NATURALEZA


Bosque de Elizondo, en el Pirineo navarro. Fotografía sacada a lo largo de la ruta transpirenaica, allí donde los grandes árboles pueden secuestrarte si te despistas.


Buenas. Venimos hoy con una serie de relatos que presentamos recientemente al último concurso de Zenda, cuya temática era Naturaleza.

Si, así, tal cual: Naturaleza.

Ancha es Castilla.

Eduardo escribió un relato que acabó entre los diez finalistas del concurso. Ahí es nada.Ya estuvo cerca en otra ocasión de llevarse el premio, con este relato. Los dos, el Navideño y el reciente, merecían mejor trato sin duda.

El premio Zenda se nos resiste. Jesús y yo también estuvimos cerca de ganarlo en una ocasión, con este relato.

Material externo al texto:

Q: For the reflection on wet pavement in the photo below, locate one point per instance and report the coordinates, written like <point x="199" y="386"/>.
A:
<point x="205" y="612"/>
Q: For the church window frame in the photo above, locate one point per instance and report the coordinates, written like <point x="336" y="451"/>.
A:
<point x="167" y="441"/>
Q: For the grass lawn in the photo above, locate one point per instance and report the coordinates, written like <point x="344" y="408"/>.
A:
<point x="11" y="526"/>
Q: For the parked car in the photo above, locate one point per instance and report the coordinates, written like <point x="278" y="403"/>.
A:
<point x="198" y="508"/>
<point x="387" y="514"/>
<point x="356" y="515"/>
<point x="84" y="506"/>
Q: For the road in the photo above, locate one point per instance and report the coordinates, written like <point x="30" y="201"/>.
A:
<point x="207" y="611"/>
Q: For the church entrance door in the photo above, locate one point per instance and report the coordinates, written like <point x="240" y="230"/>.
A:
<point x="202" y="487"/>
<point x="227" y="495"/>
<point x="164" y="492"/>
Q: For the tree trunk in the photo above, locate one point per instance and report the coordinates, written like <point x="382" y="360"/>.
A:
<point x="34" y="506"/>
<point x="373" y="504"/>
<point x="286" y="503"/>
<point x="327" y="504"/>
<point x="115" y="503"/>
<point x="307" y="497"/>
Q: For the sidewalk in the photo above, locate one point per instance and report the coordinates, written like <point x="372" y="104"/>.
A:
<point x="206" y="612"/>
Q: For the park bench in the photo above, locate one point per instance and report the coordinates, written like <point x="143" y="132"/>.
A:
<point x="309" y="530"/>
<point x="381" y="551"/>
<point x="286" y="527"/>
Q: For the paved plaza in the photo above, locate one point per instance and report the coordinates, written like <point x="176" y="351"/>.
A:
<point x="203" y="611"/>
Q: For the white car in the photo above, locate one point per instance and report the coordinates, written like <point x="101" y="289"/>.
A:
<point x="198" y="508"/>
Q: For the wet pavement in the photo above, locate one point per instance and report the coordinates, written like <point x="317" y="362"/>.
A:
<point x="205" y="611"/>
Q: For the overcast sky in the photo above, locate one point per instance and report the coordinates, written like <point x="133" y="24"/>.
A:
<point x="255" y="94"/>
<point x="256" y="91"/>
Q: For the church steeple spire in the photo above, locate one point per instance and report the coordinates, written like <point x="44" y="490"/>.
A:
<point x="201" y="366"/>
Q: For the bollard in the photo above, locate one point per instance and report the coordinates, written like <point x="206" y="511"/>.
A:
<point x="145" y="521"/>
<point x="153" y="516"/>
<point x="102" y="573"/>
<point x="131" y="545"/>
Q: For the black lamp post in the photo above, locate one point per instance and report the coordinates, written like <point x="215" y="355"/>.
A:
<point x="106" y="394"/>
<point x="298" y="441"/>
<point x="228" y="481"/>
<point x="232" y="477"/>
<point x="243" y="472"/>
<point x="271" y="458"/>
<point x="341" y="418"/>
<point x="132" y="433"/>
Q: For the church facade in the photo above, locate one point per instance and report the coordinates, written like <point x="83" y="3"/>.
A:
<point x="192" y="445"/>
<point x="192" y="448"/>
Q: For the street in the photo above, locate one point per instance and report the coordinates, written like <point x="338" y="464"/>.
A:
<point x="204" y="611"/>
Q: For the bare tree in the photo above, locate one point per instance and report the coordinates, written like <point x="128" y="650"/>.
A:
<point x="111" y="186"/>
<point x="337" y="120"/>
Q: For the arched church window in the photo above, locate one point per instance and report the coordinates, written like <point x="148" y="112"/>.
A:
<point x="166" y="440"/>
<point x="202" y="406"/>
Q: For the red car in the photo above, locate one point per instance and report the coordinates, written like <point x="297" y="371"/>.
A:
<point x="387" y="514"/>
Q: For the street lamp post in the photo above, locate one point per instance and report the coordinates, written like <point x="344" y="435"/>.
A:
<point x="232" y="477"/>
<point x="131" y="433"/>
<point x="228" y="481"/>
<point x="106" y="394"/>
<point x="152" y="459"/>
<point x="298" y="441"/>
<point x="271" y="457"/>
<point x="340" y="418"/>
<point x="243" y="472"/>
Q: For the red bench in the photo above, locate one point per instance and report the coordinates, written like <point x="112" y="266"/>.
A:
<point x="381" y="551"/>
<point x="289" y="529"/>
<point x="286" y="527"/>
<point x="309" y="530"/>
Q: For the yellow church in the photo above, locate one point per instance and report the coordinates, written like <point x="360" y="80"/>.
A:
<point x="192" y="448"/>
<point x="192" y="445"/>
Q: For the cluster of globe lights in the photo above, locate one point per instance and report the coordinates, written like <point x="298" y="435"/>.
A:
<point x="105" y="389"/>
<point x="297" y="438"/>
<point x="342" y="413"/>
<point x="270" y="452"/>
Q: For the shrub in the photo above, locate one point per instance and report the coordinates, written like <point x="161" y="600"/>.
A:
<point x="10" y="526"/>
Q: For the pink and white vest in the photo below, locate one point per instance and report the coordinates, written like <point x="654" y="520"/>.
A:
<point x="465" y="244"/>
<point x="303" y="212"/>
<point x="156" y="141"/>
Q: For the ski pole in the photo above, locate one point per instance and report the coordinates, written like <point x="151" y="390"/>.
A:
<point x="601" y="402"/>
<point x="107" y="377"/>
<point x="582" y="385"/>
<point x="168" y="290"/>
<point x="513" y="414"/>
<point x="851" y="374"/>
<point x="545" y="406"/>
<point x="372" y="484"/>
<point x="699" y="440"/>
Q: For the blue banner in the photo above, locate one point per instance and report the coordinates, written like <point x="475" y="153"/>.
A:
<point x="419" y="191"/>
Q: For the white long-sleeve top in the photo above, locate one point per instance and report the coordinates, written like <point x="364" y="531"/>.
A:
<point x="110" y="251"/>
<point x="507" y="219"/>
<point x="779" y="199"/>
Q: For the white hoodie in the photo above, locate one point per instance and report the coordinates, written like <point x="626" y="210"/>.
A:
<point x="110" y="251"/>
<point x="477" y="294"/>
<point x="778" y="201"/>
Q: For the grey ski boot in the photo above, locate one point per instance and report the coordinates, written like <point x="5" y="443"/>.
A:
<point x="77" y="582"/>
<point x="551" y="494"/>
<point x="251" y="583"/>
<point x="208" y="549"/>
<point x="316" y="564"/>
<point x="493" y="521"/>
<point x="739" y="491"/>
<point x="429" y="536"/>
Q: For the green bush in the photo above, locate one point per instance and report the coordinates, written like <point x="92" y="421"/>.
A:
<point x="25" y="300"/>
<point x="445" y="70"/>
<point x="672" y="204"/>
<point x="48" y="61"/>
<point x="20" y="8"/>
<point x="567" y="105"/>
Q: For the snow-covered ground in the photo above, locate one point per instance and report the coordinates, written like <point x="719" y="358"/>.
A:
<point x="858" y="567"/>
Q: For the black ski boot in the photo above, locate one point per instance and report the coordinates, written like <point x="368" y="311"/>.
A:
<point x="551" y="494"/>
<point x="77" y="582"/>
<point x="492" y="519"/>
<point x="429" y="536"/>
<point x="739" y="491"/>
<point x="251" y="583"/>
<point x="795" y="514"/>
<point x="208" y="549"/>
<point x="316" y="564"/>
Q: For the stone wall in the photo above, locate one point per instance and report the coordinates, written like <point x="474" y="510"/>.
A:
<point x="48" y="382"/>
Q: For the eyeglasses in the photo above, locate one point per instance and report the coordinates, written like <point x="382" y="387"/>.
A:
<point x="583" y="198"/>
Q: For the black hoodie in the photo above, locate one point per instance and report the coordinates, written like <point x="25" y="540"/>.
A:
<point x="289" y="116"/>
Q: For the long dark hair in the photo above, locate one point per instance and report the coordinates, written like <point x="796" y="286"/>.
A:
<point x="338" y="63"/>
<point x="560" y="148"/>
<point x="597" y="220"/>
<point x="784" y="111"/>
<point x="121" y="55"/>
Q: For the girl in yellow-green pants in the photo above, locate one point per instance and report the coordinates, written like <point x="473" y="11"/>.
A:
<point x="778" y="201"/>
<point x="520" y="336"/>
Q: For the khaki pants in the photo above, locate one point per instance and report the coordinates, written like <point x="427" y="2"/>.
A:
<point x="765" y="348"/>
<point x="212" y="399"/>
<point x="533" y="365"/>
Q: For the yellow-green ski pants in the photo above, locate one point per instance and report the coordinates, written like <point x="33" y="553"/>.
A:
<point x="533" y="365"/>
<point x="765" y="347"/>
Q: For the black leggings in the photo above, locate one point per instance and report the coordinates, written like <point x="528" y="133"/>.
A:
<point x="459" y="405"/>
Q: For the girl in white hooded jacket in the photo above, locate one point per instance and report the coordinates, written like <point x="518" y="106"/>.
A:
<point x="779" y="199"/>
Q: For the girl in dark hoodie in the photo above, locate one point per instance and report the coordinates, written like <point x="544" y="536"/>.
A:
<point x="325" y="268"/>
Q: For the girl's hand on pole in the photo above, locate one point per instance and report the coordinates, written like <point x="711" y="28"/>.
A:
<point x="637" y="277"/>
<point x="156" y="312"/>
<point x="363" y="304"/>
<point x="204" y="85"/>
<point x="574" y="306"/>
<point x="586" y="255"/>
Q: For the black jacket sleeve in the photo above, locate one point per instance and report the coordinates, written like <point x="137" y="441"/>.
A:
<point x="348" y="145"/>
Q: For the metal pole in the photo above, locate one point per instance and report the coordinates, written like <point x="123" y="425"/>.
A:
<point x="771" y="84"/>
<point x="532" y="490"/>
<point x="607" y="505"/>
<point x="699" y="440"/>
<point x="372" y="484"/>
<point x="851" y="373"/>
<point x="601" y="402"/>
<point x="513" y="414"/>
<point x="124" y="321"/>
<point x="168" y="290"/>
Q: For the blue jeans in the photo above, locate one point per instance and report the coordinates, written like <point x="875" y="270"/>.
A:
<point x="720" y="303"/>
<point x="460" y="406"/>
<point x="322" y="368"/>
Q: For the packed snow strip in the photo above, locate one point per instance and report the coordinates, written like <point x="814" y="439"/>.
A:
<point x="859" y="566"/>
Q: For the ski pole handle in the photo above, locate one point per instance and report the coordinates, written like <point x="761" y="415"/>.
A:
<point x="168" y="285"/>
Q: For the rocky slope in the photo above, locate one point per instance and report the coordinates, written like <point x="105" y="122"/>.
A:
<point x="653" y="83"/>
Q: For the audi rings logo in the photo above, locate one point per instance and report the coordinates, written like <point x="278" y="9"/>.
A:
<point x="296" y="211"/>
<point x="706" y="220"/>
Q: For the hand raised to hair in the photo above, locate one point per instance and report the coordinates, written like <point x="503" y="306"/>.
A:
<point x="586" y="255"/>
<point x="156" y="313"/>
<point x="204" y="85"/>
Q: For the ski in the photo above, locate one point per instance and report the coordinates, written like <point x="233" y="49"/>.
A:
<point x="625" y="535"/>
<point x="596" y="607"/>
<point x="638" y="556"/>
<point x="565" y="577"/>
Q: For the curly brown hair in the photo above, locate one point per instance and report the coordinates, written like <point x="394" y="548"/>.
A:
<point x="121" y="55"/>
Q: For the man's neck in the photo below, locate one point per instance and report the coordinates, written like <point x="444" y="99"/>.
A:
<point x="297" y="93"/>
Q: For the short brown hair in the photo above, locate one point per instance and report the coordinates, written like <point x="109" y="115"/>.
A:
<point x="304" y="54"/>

Pero no nos rendimos. Quien sigue, la consigue, dicen. Y algún día conseguiremos ganar. Y mientras vamos componiendo relatos que no están nada mal. Como los tres que incluimos en esta entrada.

Esperamos que te gusten.




Basandere y Tartalo

Eduardo Enjuto Vázquez


Basandere no tenía tiempo que perder. Por lo general andaba despacio y se paraba a menudo a hablar con los árboles, pero ahora se movía tan rápido que Tartalo, al que los bosques le ponían nervioso, tenía que correr para no quedarse atrás.—¿Quieres esperar un poco? —dijo el gigante—. El crío estará muerto de frío y de asco cuando lleguemos. ¿A qué tanta prisa?

Su compañera frunció el ceño, pero casi no se notó porque tenía la cara cubierta de pelo.

—Me gustaría que el bosque dejara de matar a los humanos cada vez que ve a uno —respondió—. ¡Quiero llegar a tiempo, por una vez! Así que no me retrases, tuerto de las narices, y quédate aquí si quieres.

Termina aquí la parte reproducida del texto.